Simple, small, clean penile lacerations (grade I) that involve only the superficial skin without damage to the underlying fascial layer may be closed primarily with aseptic technique. More severe penile injuries should not be closed primarily in the field. Penetrating penile injuries may be associated with concomitant urethral injuries in 11 to 29% of cases. 19 As such, a urethral catheter should not be placed if there is blood at the urethral meatus, a high-riding prostate on rectal examination, a penile hematoma, or suspicion of urethral injury. Instead, consideration should be given to placement of a suprapubic tube.
In the rare instance of a penile amputation (grade IV/V), direct pressure should be applied, rather than use of the tourniquet technique, and the amputated penis should be transported with the patient. The amputated penis should be wrapped in sterile dressing, placed in a plastic bag, and placed in a container with ice. 20 The amputated penis may be reconstructed with good urinary and sexual outcomes, although this requires multidisciplinary expertise. 21
Blunt scrotal trauma may lead to rupture of the testicle in 50% of cases. 22 These patients should be transported to a medical center to undergo either an initial ultrasound evaluation or direct operative exploration.

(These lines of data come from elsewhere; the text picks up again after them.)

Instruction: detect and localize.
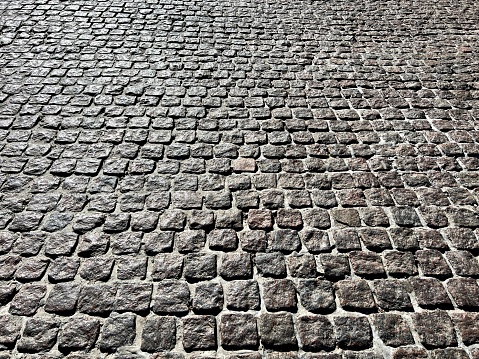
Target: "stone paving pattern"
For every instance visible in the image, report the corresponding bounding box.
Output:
[0,0,479,359]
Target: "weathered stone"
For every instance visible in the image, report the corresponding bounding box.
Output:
[297,315,336,351]
[413,311,457,348]
[183,315,216,351]
[298,279,336,313]
[259,313,298,349]
[151,279,190,314]
[141,316,176,353]
[220,314,258,349]
[58,316,100,352]
[99,313,136,352]
[334,317,373,350]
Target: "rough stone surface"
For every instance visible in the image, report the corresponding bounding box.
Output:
[0,0,479,359]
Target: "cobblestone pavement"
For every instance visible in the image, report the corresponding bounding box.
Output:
[0,0,479,359]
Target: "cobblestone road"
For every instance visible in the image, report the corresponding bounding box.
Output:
[0,0,479,359]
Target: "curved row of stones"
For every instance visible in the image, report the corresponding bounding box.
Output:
[0,0,479,359]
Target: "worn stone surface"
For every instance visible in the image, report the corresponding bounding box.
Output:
[0,0,479,359]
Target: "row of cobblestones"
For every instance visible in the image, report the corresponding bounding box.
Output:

Indications for evacuation
All cases of penile or testicular trauma should ideally be evaluated at a medical center with a qualified urologist. Injuries with a high-velocity mechanism or concern for intra-abdominal or retroperitoneal insult with hematuria on dipstick should be evacuated for radiologic evaluation at a medical center.
Testicular Torsion
Testicular torsion occurs when the testes twist on their blood supply, thereby compromising arterial flow and resulting in ischemia. This is due to a congenital anomaly (bell clapper deformity) that allows the testicles to freely rotate on the spermatic cord within the scrotum.
Presentation
Torsion is most common in young males (<25 y of age) and is found more commonly on the left side. Patients often report acute-onset, severe unilateral testicular pain and accompanying nausea and vomiting. Torsion often occurs after vigorous activity and may be more common in low-temperature and low-humidity environments. 23
Evaluation
Classic physical examination features include an absent cremasteric reflex, testicular swelling, tenderness to palpation, and a high-lying, horizontal testicle. The cremaster reflex is tested by lightly stroking the superior and medial aspect of the thigh in a downward direction. Many of these findings may be inconclusive. Ultrasound has been proposed as an increasingly available tool in the austere environment. 24 If Doppler ultrasound is available, decreased or absent arterial flow is demonstrated within the testicle. Without imaging, the TWIST score may be considered. This is a validated clinical scoring system used in the setting of suspected testicular torsion (Table 4). 25
TWIST Score
Low risk: 0–2. Intermediate risk: 3–4. High risk: 5–7. 25
Management
Surgical exploration is mandatory to assess the viability of the testis and to re-establish testicular blood flow. If a hospital with trained surgeons is not available, manual detorsion can occasionally be successful. This is performed by externally rotating the affected testicle. This maneuver is colloquially called an “open book” detorsion because the testicle should be rotated externally from medial to lateral as if one was opening a book. Even if manual detorsion is successful, the patient should still be referred promptly to a urologist for orchidopexy when possible.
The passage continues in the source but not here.